To address these problems we could add another feature - number of closed loops - and write an algorithm to detect these. We could also use image preprocessing software to make these and other features stand out more clearly to help our new or existing model detect the differences.
Testing our model on the test set
If we were going to add features, get more training data or further fine tune our model we would do this now. But for the purposes of this project, having tested several classifiers, ran tests scaling the input features and tuned the model parameters I am ready to use the best performing model to predict on the test set.
import ast
from sklearn.metrics import accuracy_score
best_params = ast.literal_eval(results['params'][0])
model = RandomForestClassifier(**best_params)
model.fit(X_train,y_train)
predictions = model.predict(X_test)
print('Accuracy score for our final model : ',accuracy_score(y_test,predictions))

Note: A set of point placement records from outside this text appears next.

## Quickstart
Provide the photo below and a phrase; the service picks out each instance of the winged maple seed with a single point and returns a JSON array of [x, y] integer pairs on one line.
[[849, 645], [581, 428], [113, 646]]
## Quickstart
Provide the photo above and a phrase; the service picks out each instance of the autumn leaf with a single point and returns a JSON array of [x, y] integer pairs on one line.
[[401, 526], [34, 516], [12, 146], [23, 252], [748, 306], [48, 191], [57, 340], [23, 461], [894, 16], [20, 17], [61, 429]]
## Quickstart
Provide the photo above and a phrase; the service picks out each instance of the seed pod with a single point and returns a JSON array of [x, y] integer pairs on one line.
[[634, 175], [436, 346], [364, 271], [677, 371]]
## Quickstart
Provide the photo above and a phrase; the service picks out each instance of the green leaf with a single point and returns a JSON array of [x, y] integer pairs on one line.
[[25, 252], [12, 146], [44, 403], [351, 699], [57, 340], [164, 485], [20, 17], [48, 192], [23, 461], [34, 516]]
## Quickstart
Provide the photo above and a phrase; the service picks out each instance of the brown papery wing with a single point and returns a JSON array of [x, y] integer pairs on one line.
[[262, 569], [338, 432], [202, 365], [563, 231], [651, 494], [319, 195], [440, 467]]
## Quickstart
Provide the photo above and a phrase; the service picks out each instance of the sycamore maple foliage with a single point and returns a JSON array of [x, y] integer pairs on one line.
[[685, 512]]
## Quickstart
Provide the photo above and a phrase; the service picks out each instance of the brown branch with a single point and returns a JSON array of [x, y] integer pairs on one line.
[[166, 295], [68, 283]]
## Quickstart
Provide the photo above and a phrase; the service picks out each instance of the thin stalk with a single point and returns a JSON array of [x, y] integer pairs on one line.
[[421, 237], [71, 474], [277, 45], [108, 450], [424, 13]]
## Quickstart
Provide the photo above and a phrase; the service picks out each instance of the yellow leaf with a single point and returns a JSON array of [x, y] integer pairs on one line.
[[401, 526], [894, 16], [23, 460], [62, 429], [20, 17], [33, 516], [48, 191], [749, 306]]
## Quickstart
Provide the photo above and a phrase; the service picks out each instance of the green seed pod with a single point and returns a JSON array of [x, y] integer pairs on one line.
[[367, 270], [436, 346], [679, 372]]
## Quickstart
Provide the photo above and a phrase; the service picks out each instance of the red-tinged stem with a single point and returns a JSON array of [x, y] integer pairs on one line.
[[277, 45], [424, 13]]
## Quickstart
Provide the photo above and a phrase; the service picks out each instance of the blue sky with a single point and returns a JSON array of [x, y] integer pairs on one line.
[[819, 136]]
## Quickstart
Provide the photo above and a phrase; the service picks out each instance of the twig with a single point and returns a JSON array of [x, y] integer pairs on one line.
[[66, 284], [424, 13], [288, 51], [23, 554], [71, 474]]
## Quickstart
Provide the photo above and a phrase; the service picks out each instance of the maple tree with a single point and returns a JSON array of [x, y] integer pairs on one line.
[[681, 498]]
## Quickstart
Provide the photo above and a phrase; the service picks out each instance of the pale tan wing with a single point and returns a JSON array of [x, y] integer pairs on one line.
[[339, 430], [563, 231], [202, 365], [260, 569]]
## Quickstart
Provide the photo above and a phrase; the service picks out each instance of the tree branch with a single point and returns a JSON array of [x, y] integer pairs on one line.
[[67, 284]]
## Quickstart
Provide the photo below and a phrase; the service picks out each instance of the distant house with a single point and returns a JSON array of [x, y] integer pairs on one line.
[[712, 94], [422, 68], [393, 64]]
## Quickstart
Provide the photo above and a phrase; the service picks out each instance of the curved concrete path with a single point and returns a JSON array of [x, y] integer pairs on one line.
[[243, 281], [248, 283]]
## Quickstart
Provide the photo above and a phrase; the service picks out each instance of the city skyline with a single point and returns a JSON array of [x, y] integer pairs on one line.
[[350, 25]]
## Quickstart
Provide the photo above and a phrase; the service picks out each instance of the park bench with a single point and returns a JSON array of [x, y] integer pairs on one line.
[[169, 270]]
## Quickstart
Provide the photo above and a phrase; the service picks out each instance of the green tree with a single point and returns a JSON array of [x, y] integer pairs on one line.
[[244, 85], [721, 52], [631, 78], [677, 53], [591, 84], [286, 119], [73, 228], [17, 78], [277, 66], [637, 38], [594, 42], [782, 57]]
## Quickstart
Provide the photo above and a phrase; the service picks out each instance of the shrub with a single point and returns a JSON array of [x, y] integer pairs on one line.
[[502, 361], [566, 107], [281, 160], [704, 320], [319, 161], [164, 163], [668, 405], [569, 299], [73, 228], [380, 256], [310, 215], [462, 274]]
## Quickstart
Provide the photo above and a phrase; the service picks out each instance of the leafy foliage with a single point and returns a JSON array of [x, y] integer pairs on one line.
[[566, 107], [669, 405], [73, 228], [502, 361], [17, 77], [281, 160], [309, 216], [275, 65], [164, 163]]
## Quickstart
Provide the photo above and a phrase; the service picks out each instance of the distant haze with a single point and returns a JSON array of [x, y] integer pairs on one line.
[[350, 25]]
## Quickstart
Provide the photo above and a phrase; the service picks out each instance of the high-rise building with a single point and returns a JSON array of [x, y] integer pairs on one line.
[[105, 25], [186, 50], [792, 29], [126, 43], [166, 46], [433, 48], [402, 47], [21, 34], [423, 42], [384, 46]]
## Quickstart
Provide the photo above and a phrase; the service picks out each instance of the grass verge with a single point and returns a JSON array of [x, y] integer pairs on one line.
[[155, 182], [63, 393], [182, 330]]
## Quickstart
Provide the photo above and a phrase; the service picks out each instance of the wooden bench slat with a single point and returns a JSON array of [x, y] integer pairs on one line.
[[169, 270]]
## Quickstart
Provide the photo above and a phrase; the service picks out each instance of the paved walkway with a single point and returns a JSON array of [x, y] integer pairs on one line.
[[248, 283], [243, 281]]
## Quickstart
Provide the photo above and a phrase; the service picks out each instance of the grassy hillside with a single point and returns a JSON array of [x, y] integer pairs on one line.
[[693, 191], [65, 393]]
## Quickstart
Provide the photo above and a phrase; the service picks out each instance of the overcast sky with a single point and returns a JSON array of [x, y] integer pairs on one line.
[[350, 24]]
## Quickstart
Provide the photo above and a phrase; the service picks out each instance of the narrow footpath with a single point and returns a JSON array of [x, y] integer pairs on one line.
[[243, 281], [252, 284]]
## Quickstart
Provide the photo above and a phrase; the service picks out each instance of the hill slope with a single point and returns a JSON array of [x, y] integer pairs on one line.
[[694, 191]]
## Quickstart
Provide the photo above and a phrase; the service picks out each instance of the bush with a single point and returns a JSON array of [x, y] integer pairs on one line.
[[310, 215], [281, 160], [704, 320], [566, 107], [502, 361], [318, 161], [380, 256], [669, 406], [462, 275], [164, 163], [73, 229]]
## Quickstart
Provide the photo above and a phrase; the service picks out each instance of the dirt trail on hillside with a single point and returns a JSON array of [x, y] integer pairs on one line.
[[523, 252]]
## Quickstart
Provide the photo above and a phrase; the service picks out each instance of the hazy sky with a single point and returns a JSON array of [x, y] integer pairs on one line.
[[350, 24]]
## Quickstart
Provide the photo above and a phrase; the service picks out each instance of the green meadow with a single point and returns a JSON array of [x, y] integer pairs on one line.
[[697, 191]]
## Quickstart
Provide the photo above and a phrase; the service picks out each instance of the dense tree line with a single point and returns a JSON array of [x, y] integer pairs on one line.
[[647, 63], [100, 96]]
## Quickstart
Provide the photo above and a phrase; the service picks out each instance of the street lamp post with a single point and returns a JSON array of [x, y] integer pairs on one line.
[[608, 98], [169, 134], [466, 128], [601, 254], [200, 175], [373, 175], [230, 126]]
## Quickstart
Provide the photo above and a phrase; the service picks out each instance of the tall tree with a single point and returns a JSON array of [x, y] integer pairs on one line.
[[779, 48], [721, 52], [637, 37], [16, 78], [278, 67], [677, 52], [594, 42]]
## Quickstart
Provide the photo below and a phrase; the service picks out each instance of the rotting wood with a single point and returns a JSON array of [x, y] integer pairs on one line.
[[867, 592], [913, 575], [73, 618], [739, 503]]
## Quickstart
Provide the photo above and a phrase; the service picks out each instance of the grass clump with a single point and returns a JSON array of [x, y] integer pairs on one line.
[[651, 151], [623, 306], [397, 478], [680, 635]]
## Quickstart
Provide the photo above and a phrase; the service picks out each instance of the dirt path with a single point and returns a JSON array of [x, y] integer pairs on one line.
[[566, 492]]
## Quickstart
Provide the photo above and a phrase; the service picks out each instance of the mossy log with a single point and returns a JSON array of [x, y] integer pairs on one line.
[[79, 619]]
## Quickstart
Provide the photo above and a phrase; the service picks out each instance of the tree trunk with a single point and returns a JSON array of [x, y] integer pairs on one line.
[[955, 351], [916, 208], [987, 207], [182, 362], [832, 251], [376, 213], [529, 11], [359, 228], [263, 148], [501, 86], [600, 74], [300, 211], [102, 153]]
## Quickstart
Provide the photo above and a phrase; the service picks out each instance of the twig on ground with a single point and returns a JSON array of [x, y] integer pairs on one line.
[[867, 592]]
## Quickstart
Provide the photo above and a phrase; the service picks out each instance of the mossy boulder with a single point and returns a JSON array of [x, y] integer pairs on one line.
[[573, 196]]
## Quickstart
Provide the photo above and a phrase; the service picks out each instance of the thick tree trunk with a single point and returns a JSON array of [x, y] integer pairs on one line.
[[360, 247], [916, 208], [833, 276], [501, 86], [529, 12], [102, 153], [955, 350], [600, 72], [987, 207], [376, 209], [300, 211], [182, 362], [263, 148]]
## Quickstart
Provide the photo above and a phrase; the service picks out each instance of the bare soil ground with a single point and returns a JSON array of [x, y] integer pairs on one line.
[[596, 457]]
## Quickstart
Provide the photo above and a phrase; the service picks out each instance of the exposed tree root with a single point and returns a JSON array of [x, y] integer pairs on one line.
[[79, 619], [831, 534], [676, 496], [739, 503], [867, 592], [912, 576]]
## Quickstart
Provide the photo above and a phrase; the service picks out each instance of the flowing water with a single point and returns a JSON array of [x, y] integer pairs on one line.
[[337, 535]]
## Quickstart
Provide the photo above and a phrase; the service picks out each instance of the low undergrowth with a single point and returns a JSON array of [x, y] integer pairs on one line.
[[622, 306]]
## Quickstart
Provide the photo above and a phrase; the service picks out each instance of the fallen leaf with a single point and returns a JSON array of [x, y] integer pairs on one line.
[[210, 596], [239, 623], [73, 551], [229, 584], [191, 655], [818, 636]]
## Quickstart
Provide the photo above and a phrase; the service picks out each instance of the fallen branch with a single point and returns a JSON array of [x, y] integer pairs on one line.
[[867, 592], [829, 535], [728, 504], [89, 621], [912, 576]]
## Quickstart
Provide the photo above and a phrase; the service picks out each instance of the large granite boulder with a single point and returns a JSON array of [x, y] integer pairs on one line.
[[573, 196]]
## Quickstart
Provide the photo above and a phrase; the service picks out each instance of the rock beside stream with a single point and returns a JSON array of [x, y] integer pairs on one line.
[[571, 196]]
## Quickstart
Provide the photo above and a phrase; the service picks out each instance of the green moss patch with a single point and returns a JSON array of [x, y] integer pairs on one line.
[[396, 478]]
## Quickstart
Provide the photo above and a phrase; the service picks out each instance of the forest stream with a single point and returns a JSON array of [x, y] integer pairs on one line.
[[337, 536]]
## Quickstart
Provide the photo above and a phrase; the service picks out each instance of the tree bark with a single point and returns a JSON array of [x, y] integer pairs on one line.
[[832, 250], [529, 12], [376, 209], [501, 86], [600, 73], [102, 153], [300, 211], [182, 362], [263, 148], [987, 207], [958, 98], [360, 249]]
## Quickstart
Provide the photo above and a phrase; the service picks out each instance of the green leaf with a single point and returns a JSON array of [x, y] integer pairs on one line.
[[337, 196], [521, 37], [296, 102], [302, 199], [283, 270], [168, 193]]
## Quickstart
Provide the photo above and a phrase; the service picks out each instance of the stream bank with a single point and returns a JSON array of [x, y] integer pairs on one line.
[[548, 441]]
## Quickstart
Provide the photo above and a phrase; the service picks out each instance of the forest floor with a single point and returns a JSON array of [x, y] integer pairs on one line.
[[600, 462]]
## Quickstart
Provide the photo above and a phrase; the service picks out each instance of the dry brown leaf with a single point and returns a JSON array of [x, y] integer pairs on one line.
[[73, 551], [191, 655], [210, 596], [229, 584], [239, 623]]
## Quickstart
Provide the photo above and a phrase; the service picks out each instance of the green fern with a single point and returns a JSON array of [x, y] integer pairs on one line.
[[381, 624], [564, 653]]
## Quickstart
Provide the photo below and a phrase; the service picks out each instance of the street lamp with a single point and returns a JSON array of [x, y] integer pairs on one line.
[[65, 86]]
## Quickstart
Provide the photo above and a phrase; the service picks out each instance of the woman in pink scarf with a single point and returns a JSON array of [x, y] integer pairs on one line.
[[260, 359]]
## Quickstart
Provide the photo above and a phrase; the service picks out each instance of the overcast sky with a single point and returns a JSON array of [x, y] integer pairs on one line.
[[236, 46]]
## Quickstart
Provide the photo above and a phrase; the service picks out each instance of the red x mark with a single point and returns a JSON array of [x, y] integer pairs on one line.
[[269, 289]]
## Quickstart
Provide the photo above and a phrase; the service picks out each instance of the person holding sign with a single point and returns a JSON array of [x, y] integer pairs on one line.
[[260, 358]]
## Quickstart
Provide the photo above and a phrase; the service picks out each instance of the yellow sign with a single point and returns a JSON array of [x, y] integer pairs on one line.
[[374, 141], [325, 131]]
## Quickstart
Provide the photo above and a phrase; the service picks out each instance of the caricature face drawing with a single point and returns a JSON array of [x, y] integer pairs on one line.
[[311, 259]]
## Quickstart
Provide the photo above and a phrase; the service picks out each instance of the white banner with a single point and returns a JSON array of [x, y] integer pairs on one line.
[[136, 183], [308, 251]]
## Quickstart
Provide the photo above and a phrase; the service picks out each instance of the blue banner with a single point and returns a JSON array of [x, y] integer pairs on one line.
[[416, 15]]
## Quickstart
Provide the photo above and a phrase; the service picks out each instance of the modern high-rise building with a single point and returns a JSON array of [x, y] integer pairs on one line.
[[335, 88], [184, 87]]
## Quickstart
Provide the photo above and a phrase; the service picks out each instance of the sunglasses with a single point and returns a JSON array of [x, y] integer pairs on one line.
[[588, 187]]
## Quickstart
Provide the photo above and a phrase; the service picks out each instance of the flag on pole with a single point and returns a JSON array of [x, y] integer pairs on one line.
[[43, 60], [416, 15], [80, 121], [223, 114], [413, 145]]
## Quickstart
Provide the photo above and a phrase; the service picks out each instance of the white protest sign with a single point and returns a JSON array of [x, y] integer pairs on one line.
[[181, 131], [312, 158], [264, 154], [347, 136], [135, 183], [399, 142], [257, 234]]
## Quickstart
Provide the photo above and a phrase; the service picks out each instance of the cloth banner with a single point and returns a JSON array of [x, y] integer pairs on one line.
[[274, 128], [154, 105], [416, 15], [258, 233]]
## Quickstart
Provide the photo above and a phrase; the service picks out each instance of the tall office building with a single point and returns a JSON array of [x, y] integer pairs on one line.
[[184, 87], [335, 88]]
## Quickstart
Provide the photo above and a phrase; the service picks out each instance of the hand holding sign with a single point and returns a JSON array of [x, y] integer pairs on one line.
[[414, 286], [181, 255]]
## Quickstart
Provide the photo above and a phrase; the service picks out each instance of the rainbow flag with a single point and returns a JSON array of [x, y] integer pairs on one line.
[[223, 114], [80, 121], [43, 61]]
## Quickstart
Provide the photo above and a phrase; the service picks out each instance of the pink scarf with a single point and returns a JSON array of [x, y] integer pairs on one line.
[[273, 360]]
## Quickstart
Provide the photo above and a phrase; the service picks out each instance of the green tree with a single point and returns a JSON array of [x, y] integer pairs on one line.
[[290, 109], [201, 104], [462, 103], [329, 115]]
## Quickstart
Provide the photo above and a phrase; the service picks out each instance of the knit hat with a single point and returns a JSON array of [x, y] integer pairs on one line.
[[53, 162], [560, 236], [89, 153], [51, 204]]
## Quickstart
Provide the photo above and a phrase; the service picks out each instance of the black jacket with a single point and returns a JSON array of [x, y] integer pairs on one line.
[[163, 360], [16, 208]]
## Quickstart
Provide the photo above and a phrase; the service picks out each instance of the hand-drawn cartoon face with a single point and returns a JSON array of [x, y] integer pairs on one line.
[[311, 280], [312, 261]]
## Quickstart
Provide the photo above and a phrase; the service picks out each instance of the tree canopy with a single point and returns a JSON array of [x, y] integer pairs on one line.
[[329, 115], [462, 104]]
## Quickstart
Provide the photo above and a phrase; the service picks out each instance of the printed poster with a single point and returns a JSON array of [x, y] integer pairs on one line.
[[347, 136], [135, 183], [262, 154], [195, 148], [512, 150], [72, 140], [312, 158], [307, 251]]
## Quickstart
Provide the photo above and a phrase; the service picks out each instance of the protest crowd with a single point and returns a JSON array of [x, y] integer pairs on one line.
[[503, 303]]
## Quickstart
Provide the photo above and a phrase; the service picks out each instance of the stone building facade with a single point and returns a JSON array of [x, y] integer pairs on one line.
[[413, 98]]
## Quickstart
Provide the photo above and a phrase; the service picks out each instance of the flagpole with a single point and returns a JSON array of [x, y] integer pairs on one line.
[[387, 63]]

Accuracy score for our final model : 0.9704
97% accuracy is a big improvement over our initial model
Conclusion and next steps
We have greatly improved our accuracy by several percentage points over our inital multiclass model, however ther are still many steps that could have be taken to improve it before we used the test set.
Grid search CV
Having searched the hyperparameter space using a random search we can now hone in on the best models with a more focused search around those values attempting to improve our scores.
Data augmentation
Not having any more training data available, we could create “new” images using our training set, rotating or shifting the images in different directions by just 1 pixel will create many different images for our models to train on.
Error evaluation
Repeating the error analysis, we could create an algorithm that detects closed loops or other distinct patterns, creating new features that many help our model reduce errors in problem areas.
It should be noted however that any further changes to our model now the test set has been used will lead to overfitting the test set and not generalizing well to new data.